Tegal, CyberNews. Situasi dan kondisi lalu-lintas (lalin) arus balik kendaraan menuju Jakarta di jalur pantura Kota Tegal sudah kembali normal. Beberapa barikade untuk mengatur pengalihan arus pun dicopot, Senin (20/9).
Hingga Minggu (19/9), di sejumlah ruas jalan di jalur pantura, tak terjadi kepadatan arus kendaraan seperti beberapa hari sebelumnya. Mobil pribadi, bus AKAP, mikrobus, dan sepeda motor, melaju lancar. Iring-ringan sepeda motor dalam kelompok beranggotakan puluhan pengendara sudah tak terlihat.
Kelompok pengendara motor menuju Jakarta hanya terlihat dalam jumlah lima orang. Itu pun sudah sangat jarang. Sedangkan satu dua pengendara motor berboncengan menuju arah barat juga sudah sedikit.

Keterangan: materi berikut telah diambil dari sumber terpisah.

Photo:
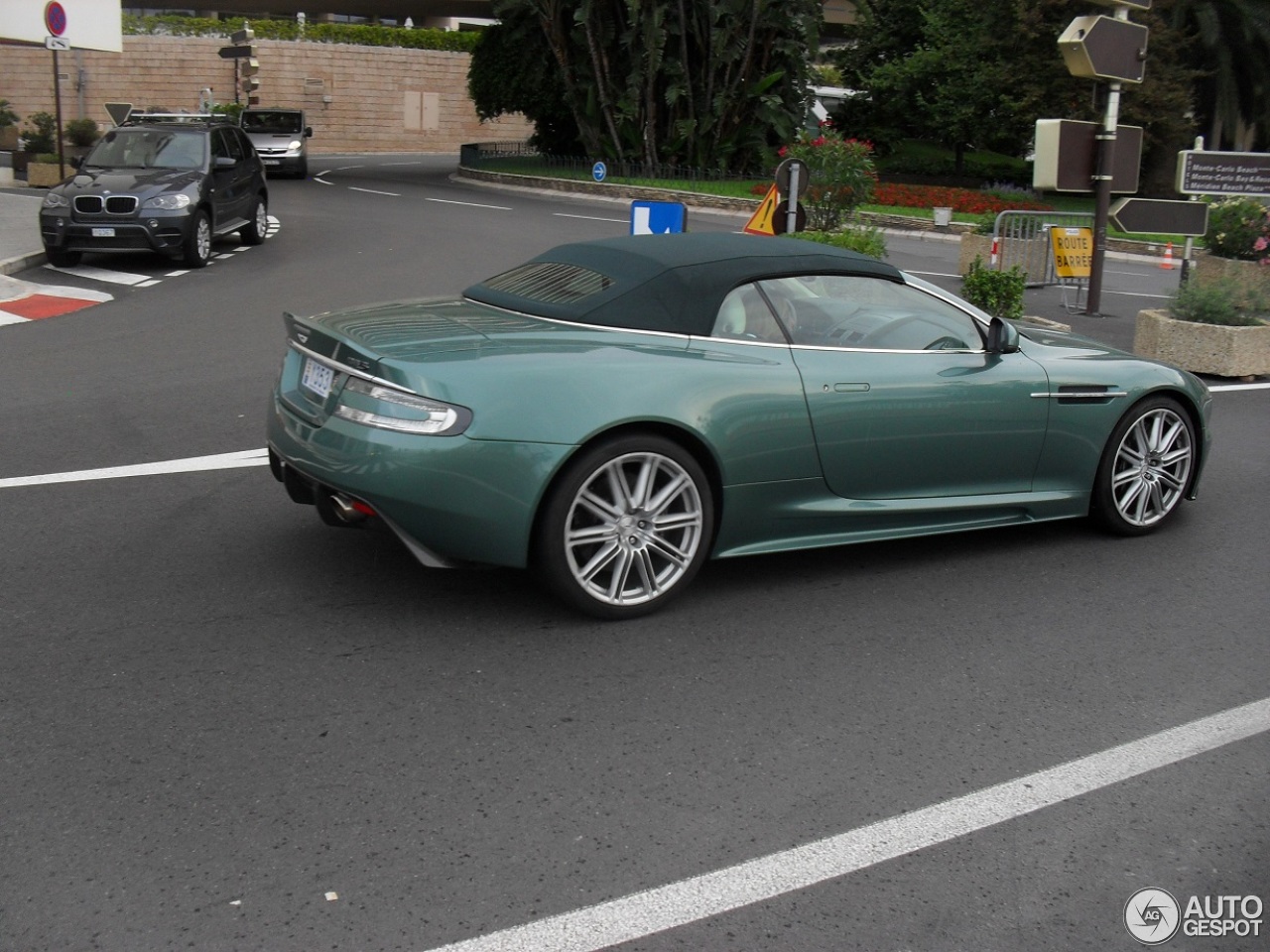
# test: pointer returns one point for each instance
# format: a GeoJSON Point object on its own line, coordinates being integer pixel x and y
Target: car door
{"type": "Point", "coordinates": [232, 191]}
{"type": "Point", "coordinates": [903, 398]}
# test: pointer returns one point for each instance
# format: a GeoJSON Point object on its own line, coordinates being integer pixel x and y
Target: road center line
{"type": "Point", "coordinates": [712, 893]}
{"type": "Point", "coordinates": [373, 191]}
{"type": "Point", "coordinates": [194, 463]}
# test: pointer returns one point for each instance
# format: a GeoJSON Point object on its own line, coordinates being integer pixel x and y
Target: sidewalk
{"type": "Point", "coordinates": [21, 246]}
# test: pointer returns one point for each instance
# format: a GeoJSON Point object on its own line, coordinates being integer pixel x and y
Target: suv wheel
{"type": "Point", "coordinates": [254, 232]}
{"type": "Point", "coordinates": [198, 241]}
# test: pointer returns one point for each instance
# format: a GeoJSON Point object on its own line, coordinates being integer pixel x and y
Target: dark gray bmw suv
{"type": "Point", "coordinates": [167, 182]}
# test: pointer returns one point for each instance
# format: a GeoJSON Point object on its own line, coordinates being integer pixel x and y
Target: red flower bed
{"type": "Point", "coordinates": [959, 199]}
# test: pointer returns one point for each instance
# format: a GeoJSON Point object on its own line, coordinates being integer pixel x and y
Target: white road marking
{"type": "Point", "coordinates": [84, 271]}
{"type": "Point", "coordinates": [470, 204]}
{"type": "Point", "coordinates": [1229, 388]}
{"type": "Point", "coordinates": [589, 217]}
{"type": "Point", "coordinates": [656, 910]}
{"type": "Point", "coordinates": [194, 463]}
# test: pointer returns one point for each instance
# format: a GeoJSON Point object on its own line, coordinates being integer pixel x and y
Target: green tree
{"type": "Point", "coordinates": [1230, 51]}
{"type": "Point", "coordinates": [980, 73]}
{"type": "Point", "coordinates": [708, 84]}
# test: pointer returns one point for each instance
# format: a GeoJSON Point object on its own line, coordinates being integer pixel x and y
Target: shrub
{"type": "Point", "coordinates": [865, 240]}
{"type": "Point", "coordinates": [1238, 227]}
{"type": "Point", "coordinates": [81, 132]}
{"type": "Point", "coordinates": [841, 177]}
{"type": "Point", "coordinates": [1214, 302]}
{"type": "Point", "coordinates": [1000, 294]}
{"type": "Point", "coordinates": [42, 137]}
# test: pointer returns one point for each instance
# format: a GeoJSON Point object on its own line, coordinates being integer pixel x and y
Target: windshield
{"type": "Point", "coordinates": [277, 122]}
{"type": "Point", "coordinates": [149, 149]}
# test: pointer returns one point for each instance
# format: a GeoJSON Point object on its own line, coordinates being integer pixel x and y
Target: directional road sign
{"type": "Point", "coordinates": [1101, 48]}
{"type": "Point", "coordinates": [658, 217]}
{"type": "Point", "coordinates": [1152, 216]}
{"type": "Point", "coordinates": [1202, 173]}
{"type": "Point", "coordinates": [118, 112]}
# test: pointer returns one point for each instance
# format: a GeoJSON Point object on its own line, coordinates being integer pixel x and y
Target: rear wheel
{"type": "Point", "coordinates": [63, 259]}
{"type": "Point", "coordinates": [626, 529]}
{"type": "Point", "coordinates": [1146, 467]}
{"type": "Point", "coordinates": [198, 241]}
{"type": "Point", "coordinates": [254, 232]}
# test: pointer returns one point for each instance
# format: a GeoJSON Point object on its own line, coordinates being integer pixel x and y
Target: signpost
{"type": "Point", "coordinates": [1114, 50]}
{"type": "Point", "coordinates": [1105, 48]}
{"type": "Point", "coordinates": [1067, 154]}
{"type": "Point", "coordinates": [1223, 173]}
{"type": "Point", "coordinates": [1148, 216]}
{"type": "Point", "coordinates": [658, 217]}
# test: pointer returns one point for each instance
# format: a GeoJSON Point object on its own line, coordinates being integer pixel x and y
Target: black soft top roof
{"type": "Point", "coordinates": [659, 282]}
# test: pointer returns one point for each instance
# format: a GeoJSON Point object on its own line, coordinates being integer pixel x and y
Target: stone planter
{"type": "Point", "coordinates": [974, 246]}
{"type": "Point", "coordinates": [1203, 348]}
{"type": "Point", "coordinates": [1247, 280]}
{"type": "Point", "coordinates": [44, 175]}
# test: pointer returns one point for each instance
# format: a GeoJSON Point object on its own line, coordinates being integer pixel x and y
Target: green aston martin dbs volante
{"type": "Point", "coordinates": [613, 413]}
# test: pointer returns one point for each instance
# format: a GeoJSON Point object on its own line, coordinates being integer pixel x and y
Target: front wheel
{"type": "Point", "coordinates": [198, 243]}
{"type": "Point", "coordinates": [254, 231]}
{"type": "Point", "coordinates": [1146, 467]}
{"type": "Point", "coordinates": [626, 527]}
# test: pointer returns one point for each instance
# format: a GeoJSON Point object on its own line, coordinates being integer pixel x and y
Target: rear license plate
{"type": "Point", "coordinates": [317, 377]}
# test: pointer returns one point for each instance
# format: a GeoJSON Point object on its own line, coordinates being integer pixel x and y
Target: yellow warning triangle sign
{"type": "Point", "coordinates": [761, 222]}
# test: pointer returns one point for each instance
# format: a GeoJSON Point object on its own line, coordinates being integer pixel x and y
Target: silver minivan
{"type": "Point", "coordinates": [280, 137]}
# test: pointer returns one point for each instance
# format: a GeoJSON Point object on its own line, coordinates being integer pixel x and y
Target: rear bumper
{"type": "Point", "coordinates": [449, 499]}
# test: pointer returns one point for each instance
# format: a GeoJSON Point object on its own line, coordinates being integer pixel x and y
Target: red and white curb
{"type": "Point", "coordinates": [22, 301]}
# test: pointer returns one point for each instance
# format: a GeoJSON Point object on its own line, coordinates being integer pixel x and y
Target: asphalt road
{"type": "Point", "coordinates": [226, 726]}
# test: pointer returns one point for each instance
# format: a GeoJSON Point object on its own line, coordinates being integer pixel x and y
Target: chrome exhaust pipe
{"type": "Point", "coordinates": [345, 511]}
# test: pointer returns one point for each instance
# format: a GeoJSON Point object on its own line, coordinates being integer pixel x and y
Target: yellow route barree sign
{"type": "Point", "coordinates": [1074, 252]}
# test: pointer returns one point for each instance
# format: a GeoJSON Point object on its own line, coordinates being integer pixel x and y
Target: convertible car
{"type": "Point", "coordinates": [613, 413]}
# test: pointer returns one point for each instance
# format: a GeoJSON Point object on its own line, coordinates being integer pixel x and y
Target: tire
{"type": "Point", "coordinates": [626, 527]}
{"type": "Point", "coordinates": [198, 243]}
{"type": "Point", "coordinates": [254, 232]}
{"type": "Point", "coordinates": [1146, 467]}
{"type": "Point", "coordinates": [63, 259]}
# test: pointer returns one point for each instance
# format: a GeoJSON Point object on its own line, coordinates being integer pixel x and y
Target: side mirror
{"type": "Point", "coordinates": [1002, 338]}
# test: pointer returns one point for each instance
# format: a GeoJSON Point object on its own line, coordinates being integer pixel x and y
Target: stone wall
{"type": "Point", "coordinates": [357, 99]}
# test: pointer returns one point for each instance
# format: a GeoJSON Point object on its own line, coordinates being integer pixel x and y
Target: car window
{"type": "Point", "coordinates": [223, 145]}
{"type": "Point", "coordinates": [744, 315]}
{"type": "Point", "coordinates": [181, 150]}
{"type": "Point", "coordinates": [870, 313]}
{"type": "Point", "coordinates": [273, 122]}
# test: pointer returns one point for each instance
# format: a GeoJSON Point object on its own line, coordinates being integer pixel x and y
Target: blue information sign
{"type": "Point", "coordinates": [658, 218]}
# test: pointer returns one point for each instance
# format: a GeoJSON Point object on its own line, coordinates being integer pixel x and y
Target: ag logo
{"type": "Point", "coordinates": [1152, 916]}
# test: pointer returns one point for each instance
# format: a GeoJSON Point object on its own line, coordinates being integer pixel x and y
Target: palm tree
{"type": "Point", "coordinates": [1232, 50]}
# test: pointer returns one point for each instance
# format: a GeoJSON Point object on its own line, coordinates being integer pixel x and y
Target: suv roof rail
{"type": "Point", "coordinates": [139, 118]}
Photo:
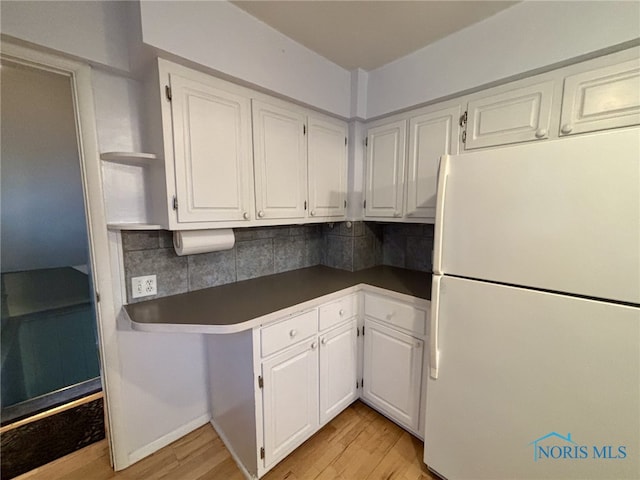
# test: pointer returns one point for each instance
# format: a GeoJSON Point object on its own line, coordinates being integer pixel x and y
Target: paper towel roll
{"type": "Point", "coordinates": [189, 242]}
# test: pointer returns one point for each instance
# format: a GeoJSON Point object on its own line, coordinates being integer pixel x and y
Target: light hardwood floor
{"type": "Point", "coordinates": [359, 444]}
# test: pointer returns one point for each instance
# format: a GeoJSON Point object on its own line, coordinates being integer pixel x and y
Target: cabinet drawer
{"type": "Point", "coordinates": [288, 332]}
{"type": "Point", "coordinates": [336, 312]}
{"type": "Point", "coordinates": [396, 313]}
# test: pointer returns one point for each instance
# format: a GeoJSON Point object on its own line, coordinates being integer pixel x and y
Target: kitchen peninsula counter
{"type": "Point", "coordinates": [243, 305]}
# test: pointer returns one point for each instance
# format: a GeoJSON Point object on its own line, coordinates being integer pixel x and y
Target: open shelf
{"type": "Point", "coordinates": [129, 158]}
{"type": "Point", "coordinates": [133, 226]}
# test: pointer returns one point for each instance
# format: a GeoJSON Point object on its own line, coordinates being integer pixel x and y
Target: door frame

Di perempatan Pos Maya, yang biasanya padat kendaraan dari arah barat belok ke utara, arah timur ke barat dan selatan, kini sudah tak terjadi lagi. ''Dengan kondisi lalin yang sudah kembali normal, maka barikade pengalihan arus kami copot mulai Senin (20/9),'' terang Kapolres Tegal Kota AKBP Kalingga Rendra Raharja SE didampingi Kasat Lantas AKP Wahyu P SH SIK.
Ramai
Sementara itu, kondisi padat penumpang dan ramai masih terlihat di Stasiun KA dan Terminal Bus Tegal. Di stasiun, sejumlah kereta yang masih tetap dipadati penumpang antara lain KA Kaligung jurusan Tegal-Semarang. Juga KA Tegal Arum yang berangkat dari Tegal menuju Jakarta.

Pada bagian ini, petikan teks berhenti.